Theresa May is gearing up to lift the cap on public sector workers’ pay this month, as she attempts to win back voters and get her leadership back on track.
The Prime Minister is planning to end the one per cent cap on rises for all public sector workers – which has been in effect for seven years – as one of a number of measures designed to keep her in Number 10, reports CityAM.
According to The Sun, ending the pay cap is the “jewel” in package of major policies. It will be introduced over two years to mitigate the impact of the £4bn cost of the move.
Ministers are thought to favour the option whereby lower paid workers, such as nurses, and professions with retention issues, such as civil service leaders, will see the first rises, from April next year.

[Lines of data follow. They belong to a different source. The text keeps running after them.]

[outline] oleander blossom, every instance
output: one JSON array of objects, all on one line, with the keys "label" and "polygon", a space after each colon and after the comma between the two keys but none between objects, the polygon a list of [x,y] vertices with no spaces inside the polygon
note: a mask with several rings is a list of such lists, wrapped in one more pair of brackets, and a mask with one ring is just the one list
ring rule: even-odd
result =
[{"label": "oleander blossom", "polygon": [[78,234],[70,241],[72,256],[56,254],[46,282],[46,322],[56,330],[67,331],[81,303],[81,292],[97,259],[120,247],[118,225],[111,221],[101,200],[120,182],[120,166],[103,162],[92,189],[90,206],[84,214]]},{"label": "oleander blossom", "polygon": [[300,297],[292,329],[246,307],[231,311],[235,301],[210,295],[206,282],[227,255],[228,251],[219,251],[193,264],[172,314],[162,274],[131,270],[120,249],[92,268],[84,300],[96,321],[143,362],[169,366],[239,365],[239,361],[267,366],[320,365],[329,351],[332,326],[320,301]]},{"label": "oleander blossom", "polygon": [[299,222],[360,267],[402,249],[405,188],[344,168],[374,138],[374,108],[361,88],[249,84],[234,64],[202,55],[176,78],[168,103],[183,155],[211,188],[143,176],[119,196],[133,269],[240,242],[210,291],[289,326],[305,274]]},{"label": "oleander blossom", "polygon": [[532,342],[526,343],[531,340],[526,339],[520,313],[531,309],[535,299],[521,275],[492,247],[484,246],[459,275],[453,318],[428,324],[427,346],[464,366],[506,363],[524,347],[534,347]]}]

Pay hikes of at least the rate of inflation, currently 2.6 per cent, will be authorised, meaning the pay of the average nurse on £31,600 a year go up by at least £820, while a police constable on £28,000 will see a rise of at least £730.
Treasury chief secretary Liz Truss is expected to confirm the plans later this month, in a set of annual guidance letters to pay review bodies that calculate next year’s pay levels for five million public sector workers.
Although chancellor Philip Hammond previously said civil servants were “overpaid” he is understood to back the move.
A senior Whitehall source told The Sun: “The PM and the chancellor think the government need to show we understand the value of people’s service, not just the price of it. Being taken for granted for a long time is why people are getting tired with austerity.”
A Treasury source added: “Lifting the cap and how we pay for it is the biggest domestic issue for us this autumn. It will dominate the Budget”.